Securities lending: A wish list for 2018

Securities lending: A wish list for 2018

We asked market participants from the securities lending community what they would like to see in 2018. Here’s what they said:

  • A clear, stabilised regulatory environment

Unsurprisingly, this was top of the list. Policy has and will continue to impact operations, risks, overall participation and ultimately revenues for all involved in securities finance.

Looking ahead, industry groups (ISLA, RMA, PASLA) and most of the major players are set to continue working with regulators and the wider market to update, inform and educate on policy.

Brexit, Mifid II, SFTR and European money market fund reform will be on the agenda for 2018. 

In the US, experts at BNY Mellon reckon the regulatory landscape for the securities lending and repo markets looks set to undergo limited meaningful adjustment in the immediate future.

  • A consistent global regulatory framework that is actually implemented that way

This is desirable for many although divergence (Brexit, Trump administration’s plan to roll back parts of Dodd-Frank) makes this unlikely in the short-term.

That said after years of talks, central banks and financial regulators have finally agreed on the Basel III rules for bank capital. That's positive and improves the regulatory framework across the globe, giving banks greater clarity about what's required. 

Various jurisdictions are continuing to move toward implementing the Financial Stability Board (FSB) issued policy recommendations covering securities lending and repo transactions.

The European Commission continues to drive forward the Capital Markets Union (CMU), a project to boost jobs and growth in Europe.
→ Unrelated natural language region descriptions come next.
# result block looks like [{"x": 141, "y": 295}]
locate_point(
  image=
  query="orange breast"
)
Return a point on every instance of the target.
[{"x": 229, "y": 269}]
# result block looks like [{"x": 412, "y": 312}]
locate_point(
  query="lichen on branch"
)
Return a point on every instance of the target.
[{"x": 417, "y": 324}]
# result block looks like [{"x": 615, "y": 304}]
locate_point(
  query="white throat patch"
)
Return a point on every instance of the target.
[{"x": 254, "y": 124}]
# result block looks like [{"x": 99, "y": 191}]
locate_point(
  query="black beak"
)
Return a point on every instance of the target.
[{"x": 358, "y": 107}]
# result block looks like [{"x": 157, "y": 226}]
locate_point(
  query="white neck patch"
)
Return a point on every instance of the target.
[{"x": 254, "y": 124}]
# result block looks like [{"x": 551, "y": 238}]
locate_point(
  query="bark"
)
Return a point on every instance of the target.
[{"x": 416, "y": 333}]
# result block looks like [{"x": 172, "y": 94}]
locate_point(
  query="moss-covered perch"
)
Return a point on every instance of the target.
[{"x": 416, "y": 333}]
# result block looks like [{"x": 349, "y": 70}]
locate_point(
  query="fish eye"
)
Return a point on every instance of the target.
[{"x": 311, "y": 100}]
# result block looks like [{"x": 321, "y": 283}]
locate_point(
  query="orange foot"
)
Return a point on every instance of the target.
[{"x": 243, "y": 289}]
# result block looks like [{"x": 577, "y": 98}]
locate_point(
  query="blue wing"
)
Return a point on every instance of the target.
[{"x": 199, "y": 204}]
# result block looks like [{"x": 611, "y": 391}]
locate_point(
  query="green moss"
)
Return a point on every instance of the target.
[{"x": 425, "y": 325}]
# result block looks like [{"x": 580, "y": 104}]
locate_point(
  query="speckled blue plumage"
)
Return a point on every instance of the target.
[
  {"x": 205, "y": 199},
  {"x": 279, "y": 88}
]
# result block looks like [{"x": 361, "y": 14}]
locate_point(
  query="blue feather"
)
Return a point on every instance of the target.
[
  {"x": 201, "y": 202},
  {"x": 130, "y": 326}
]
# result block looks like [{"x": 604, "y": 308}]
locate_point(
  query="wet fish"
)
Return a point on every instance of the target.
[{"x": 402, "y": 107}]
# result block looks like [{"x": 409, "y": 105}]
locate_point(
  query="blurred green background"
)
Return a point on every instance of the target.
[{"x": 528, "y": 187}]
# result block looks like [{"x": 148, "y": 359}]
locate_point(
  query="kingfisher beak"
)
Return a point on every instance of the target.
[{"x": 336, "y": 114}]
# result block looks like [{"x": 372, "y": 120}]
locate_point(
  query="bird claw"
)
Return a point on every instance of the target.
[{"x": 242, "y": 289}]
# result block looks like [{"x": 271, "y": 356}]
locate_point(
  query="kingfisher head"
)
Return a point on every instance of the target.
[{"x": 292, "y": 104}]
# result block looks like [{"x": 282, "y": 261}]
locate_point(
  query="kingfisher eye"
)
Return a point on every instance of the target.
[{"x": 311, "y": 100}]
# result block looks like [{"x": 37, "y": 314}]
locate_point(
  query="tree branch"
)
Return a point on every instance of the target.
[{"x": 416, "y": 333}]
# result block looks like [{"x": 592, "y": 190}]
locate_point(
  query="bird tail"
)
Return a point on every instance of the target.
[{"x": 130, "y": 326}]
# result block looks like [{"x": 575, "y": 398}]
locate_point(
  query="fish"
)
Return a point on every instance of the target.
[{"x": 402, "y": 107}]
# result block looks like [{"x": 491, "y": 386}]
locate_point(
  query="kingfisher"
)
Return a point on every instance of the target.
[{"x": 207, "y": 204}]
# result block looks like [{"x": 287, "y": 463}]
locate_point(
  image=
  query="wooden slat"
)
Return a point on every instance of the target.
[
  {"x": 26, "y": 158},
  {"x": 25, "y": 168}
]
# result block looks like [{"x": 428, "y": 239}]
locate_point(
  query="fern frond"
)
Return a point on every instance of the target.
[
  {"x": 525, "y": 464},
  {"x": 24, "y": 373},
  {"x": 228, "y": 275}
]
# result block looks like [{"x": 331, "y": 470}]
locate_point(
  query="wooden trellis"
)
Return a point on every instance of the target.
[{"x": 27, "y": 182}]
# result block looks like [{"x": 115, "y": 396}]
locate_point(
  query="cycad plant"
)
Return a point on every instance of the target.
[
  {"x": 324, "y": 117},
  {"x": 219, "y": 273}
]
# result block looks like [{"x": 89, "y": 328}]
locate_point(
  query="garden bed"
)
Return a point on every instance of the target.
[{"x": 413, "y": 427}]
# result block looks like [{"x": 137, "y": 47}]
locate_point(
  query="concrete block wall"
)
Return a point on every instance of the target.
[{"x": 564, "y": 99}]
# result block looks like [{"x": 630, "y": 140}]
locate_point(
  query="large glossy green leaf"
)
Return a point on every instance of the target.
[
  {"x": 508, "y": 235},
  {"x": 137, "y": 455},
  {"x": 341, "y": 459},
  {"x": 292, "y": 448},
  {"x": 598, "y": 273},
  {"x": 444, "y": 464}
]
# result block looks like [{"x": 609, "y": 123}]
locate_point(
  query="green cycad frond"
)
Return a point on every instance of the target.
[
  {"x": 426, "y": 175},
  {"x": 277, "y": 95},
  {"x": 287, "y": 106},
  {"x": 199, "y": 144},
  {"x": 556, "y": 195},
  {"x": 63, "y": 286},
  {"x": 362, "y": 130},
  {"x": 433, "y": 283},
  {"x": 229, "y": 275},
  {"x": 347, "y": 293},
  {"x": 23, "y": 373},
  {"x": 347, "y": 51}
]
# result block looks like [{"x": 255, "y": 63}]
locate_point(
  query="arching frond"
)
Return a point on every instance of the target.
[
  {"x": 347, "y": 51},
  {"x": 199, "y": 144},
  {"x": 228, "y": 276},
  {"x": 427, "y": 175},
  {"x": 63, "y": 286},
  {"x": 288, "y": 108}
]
There is also continued focus on greater harmonisation of legislation in Europe's post-trade space. 

  • More volatility

Before 2017, a close below 10 in the Volatility Index (VIX) was an extremely a rare event. In 2017 alone, the VIX has closed below 10 on over 30 separate occasions.

Given the robust performance in equity markets, it has been a difficult time for short traders. This has had a knock-on effect on equity securities lending. The securities lending market will be hoping the number of equity specials, and the fees they generate, pick up again in 2018.

Out of 500 fund houses recently surveyed by Natixis Investment Managers (NIM), 66% believe volatility has been artificially suppressed by flows into passive investment strategies.

Meanwhile, an overwhelming 85% of UK fund houses said that they expect an increase in equity volatility next year.

  • A more open dialogue and engagement across the value chain

Participation in the securities lending market means engagement with a diversity of other players, from beneficial owners, borrowers to vendors and regulators. Clearly some believe there is a great deal of improvement needed in this area.

  • Greater transparency

Asset owners told Global Investor that, when compared to other areas, they still consider securities lending to be relatively opaque and would like clarity into how the whole system works in order to drive down costs.

  • New markets for continued growth

New market opportunities, particularly China, India and the Philippines are firmly on the agenda. 

Dubai introduced short selling this week. Saudi Arabia began allowing short selling in April. Across Latin America, a number of initiatives are underway to boost the region’s securities lending markets.

  • Bigger tech budgets

Nearly all respondents said they want more cash to spend on technology. Analysts at Aite Group recently predicted lenders and borrowers now spend close to $500 million annually on stock loan systems. This is only set to go one way. Key drivers behind this growth are a desire for aggregated front-to-back solutions and increasing demands for transparency from regulators.

Global Investor recently looked at how technology has helped HSBC’s agency lending business get more of its clients’ securities out on loan throughout 2017. We've also focused on new fintech entrants in the market, such as Wematch and Aquila.

  •  Positive, well informed coverage in the wider press

A few respondents said the industry continues to have a difficult relationship with major news outlets and they would like to see positive, well informed coverage in 2018. Some go so far as to say there is an anti-securities finance bias in the popular press. 

  • More RFPs 

Most agent lenders put more RFPs on their New Year wishlist. The value of securities sitting in lending programs soared past the $17 trillion mark for the first time ever this year. As money continues to flow into ETFs, perhaps much of the growth going forward will come from the passive sector. Most agent lenders are being more selective in the types of clients that they are going after, meaning better, more relevant RFPs will be sought after in 2018.